George spends months writing and rewriting his introductions for each contestant. Draped in faux-epic language, they provoke laughter and awe. His 2014 introduction for Joey Chestnut, with The Who’s Baba O’Riley simmering underneath, is magisterial:
“Only moments from her womb, and before she even placed him to her breast, his mother held him close and whispered in his ear. She said, ‘You are of my flesh, but you are not mine own. Fate is your father and you belong to the people, for you shall lead the army of the free.’ And she held him high, and the finger of power that destroys the unworthy descended, and it touched him on the forehead, and it anointed him the champion of the world!”
There’s something reminiscent of the old FMC newspaper clippings when the Sheas crank up the hype mode. It’s an ironic self-awareness that also conveys genuine admiration for the obscure sport they’re representing, like the commentators from Dodgeball if they were more literary and less stoned.
Rich laughs when I tell him about the history of FMCs and says he’s never heard of them. He’s amused, but he’s quick to point out that the majority of competitive eaters are in good shape.

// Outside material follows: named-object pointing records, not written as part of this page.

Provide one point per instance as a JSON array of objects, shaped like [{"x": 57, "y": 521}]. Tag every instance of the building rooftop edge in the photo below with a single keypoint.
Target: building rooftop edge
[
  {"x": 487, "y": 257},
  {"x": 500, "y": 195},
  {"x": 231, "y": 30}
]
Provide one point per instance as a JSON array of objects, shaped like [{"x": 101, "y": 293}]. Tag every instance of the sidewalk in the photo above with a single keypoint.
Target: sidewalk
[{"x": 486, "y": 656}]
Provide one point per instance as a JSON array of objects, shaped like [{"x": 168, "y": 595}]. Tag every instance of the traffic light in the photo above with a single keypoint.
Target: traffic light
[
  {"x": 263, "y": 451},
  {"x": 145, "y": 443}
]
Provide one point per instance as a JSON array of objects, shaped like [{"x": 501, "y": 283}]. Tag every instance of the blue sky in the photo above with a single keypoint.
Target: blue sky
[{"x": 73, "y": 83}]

“These guys tend to be more traditional athletes,” he says. “We have triathletes. We have two professional trainers that are competing this year, a husband and wife who met on the Major League Eating circuit. They’re ridiculously cut. Most of the eaters are more cut than not.”
Like other sports, Major League Eating has inspired scientific research. With academic reverence, Rich tells me about the “belt of fat theory,” a theory developed by former Nathan’s champion Ed Krachie, which posits that the more fat you have around your stomach, the less room your stomach has to expand.
Recent history has supported Krachie’s theory. In 2001, 131-pound Takeru Kobayashi shocked the world by eating 50 hot dogs and buns (HDBs) in 12 minutes. The previous record was 25 HDBs. Even Joey Chestnut, the undisputed G.O.A.T. of competitive eating, is relatively svelte at 6’1” and 230 pounds. During last year’s competition, with the buzz dampened by COVID, Chestnut broke his own record when he downed 75 HDBs in 10 minutes.
This year’s July 4th contest promises a return to normalcy. “It’s going to be much more buoyant,” Rich says. Festivities kick off at 11 a.m. at Maimonides Park, the Coney Island baseball stadium, and a select number of tickets can be procured for free when you use the coupon code on Major League Eating’s website.
A friend of mine with whom I was discussing this story asked me if competitive eating is the most American sport ever invented. “Without a doubt,” I answered. He thought I was joking. I assured him I wasn’t and relayed the origin story of the first Nathan’s Famous Hot Dog Contest in 1916. According to the legend, four immigrants competed against each other with the winner earning the title of “most patriotic.”
“What’s more American than that?” I asked my friend.
“Apple pie,” he quipped.
“But you know what’s more American than apple pie,” I said. “An apple pie-eating contest.”
“Not nearly as American as a hot dog eating contest,” he said.